夏侯渊过了恒河,看着正在渡河的士兵,也是充满了担心。这些渡河的士兵根本就没有战舰保护,一旦秦军水军下来,他们只有被屠杀的份。可二十万人啊,依靠那可怜的渡河设施,怎么可能在一天之内渡河完毕?
不幸中的万幸,就是夏侯渊的亲卫军第一批就过河了。部队没了可以在拉,天竺有的是人,可这些人没有了,自己的指挥就成问题了,全是自己的心腹啊,作战还是得依靠他们。
而对岸已经有些混乱了,谁都知道屁股后面有追兵,可渡河的速度却没有办法快起来。若不是平时夏侯渊治军极为严格,现在恐怕已经整个哄乱了。达卡的码头上挤满了士兵,等待过河,可谓之人挤人、人挨人,被挤死踩死的人也不少。
“将军,看,上游有船。”
夏侯渊心中一紧,扭头看去,果然,帆影重重。不用说,自然是秦军的战舰下来了。完了,对岸的人危险了。
“让渡河的士兵加速,不想死在河里就赶紧。让还没上船的士兵回达卡城坚守待援。”
在发出命令后,夏侯渊心中一片黯然,自己这次输的可真冤枉:“我们过来了多少军队?”
“大约七万左右。”
七万,太少了,想当初自己跨越恒河,出兵的时候三十万大军浩浩荡荡。现在却不足五分之一了,现在对岸的人想回来秦军的水军不会干看着的。

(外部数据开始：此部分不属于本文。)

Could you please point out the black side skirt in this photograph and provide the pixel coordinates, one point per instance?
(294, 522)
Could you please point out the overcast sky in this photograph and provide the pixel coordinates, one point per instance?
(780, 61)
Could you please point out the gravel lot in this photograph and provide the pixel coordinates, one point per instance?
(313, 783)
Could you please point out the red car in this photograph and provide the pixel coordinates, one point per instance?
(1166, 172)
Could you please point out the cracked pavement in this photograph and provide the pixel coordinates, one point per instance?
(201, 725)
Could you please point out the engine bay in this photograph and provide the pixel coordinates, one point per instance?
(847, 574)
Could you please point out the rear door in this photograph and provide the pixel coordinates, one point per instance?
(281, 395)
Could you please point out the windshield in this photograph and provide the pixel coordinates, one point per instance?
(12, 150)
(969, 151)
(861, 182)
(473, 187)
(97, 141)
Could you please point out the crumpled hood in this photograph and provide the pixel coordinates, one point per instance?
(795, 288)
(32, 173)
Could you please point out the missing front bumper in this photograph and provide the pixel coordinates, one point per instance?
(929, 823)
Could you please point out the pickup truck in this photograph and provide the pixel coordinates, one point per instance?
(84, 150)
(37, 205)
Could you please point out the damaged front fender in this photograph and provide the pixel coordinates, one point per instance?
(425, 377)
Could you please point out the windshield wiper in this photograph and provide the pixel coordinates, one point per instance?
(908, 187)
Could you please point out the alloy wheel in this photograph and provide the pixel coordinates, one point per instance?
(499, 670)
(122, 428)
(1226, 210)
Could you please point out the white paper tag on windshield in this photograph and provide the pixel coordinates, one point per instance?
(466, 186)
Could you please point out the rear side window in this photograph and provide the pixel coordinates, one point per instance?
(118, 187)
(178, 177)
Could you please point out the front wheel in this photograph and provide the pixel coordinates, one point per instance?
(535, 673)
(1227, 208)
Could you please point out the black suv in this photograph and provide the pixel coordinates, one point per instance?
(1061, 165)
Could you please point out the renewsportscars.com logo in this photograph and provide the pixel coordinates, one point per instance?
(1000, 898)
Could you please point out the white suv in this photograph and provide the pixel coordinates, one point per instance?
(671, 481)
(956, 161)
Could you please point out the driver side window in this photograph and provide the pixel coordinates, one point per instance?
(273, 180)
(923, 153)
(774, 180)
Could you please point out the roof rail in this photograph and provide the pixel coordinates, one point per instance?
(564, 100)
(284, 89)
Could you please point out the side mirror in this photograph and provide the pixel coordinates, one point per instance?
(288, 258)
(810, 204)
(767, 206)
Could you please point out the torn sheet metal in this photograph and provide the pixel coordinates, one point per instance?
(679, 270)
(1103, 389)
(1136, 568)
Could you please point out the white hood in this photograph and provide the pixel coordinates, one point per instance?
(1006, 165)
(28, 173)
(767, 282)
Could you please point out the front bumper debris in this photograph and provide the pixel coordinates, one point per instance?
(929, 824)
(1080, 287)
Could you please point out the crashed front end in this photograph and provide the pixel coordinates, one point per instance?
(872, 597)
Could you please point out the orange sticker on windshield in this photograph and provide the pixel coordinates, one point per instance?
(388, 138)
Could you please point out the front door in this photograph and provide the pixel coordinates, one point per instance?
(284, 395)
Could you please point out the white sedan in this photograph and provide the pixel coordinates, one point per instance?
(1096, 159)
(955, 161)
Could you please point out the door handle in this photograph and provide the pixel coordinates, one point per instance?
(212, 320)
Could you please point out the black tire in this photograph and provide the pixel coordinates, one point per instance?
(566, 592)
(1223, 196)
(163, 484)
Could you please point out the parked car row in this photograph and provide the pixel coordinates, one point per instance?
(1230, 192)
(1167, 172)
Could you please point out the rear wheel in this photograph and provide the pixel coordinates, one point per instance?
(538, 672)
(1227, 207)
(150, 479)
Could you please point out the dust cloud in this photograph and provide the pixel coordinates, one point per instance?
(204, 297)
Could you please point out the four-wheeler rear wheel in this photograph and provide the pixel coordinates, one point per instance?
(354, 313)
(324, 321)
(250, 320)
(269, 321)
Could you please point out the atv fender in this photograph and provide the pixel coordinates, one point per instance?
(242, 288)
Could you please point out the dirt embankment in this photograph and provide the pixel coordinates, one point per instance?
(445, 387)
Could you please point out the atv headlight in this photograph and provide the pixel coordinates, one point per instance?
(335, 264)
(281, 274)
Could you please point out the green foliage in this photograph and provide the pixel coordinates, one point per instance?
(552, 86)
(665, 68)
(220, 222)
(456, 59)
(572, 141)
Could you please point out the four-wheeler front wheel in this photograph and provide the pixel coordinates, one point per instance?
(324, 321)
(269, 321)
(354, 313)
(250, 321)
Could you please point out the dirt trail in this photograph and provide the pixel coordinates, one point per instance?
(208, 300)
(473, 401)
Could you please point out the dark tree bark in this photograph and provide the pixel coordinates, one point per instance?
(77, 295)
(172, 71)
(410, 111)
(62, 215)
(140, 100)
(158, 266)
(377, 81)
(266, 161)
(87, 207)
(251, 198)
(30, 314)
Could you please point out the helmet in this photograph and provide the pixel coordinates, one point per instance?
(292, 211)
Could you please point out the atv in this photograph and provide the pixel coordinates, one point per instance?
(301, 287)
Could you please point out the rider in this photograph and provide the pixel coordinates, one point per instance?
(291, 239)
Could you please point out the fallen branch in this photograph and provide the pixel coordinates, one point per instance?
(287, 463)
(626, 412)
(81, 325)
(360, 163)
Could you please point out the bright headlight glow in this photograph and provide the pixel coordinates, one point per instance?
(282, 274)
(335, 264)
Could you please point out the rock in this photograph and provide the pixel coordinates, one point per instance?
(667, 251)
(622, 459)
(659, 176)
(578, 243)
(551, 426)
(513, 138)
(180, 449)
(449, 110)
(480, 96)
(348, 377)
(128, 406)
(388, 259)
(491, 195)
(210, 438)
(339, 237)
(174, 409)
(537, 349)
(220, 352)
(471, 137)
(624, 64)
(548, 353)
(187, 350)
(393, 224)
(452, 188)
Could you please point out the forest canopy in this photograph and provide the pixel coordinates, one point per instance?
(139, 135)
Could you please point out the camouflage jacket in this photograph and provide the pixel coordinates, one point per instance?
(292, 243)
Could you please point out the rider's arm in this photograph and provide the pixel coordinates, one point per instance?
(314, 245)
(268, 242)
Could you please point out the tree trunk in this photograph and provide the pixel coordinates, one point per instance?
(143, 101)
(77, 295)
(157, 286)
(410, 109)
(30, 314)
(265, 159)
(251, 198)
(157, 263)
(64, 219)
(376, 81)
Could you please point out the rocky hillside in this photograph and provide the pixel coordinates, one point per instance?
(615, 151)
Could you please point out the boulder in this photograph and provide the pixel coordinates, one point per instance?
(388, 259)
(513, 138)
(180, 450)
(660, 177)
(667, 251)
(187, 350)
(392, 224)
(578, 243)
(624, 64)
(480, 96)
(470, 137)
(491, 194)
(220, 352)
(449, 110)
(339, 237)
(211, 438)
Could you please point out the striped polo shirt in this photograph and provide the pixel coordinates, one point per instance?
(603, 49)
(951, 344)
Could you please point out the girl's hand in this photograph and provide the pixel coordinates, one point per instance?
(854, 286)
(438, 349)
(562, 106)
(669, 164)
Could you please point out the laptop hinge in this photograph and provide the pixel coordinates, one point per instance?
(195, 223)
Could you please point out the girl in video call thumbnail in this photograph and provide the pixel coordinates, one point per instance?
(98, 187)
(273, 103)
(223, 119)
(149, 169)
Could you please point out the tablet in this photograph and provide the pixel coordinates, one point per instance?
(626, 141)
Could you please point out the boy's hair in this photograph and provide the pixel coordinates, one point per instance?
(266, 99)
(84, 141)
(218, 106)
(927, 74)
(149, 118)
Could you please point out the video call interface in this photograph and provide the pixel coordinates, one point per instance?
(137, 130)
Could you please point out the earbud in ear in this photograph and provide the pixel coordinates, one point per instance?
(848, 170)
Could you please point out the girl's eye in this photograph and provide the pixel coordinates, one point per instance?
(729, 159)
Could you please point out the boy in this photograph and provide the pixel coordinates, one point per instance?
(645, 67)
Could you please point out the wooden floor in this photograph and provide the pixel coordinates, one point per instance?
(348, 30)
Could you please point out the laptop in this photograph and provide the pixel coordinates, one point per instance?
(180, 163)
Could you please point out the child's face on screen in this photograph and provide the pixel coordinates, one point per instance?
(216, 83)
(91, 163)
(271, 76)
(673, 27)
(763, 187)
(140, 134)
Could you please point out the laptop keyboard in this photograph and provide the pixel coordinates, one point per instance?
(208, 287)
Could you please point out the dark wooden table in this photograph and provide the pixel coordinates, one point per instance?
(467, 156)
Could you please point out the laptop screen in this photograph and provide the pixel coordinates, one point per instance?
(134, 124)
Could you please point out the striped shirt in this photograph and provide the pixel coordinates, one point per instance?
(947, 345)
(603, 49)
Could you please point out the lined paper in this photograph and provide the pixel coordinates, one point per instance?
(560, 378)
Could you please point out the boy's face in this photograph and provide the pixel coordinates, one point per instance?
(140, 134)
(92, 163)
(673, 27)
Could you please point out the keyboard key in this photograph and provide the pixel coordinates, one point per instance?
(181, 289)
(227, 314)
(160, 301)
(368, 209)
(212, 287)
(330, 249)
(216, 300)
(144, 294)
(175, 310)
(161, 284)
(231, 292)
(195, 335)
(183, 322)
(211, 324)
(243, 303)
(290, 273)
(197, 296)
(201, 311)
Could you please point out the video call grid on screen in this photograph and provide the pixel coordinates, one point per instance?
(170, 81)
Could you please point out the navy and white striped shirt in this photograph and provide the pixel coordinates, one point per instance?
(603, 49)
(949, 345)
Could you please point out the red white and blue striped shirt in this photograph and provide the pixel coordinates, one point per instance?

在看到那繁忙的渡河景象后,秦军的水军也加快了速度,要将这些人全部截住。他们也想不到,这足足有余的时间居然让夏侯渊先到一步,这小子果然不好对付。
在中原之时夏侯渊就有‘猎豹’的称号,现在看来,行军之快果然是名不虚传啊,也不知道他们已经渡河了多少人,但是却不能在放一个人渡河了。
正在河面上渡河的士兵,都是拼命的划动船只,希望能早一点过河,赶在秦军到达之前过河。可惜只有很少的一部分人能达到这个效果,秦军的战舰风驰电掣的赶到,一个包抄,将大部分人拦在了江面上。
高大的战舰之上是箭如雨下,这些运输船只那里是战舰的对手。要不然被撞翻落水,要不然就被射中,掉下水的将河水染出一丝红带,倒在船上的也只有等待死亡。
看着河面的情况,夏侯渊绝望的闭上眼睛,这那里是作战,根本就是屠杀。连河水都被染红了,正在渡河的数千人全部完了,他们除了投降就只有死。
“来人,传令布置沿河防务。”
“将军,那对面的人呢?”
“听天由命吧,快去,别废话了。”
也只有听天由命了,现在秦军水军一到,你看河面上,到处是扑腾的天竺士兵与尸体。恒河水流湍急,一旦落水,除非是水性好到爆的人有可能活命,差一点的只有死。
更何况,四处的秦军战舰不断屠杀着这些落水的人。语言不通也造成了大量的死亡,无数天竺士兵高喊着投降,却因为秦军士兵听不懂而被射杀在水中,继续染红着这浩浩河水。
只有少数懂得汉语的天竺人被拉上了船,成了俘虏。数千人的死亡,染红了恒河。而十多万人被困在了达卡城,还好这达卡城是重地,后勤物资不少,暂时也不怕攻城。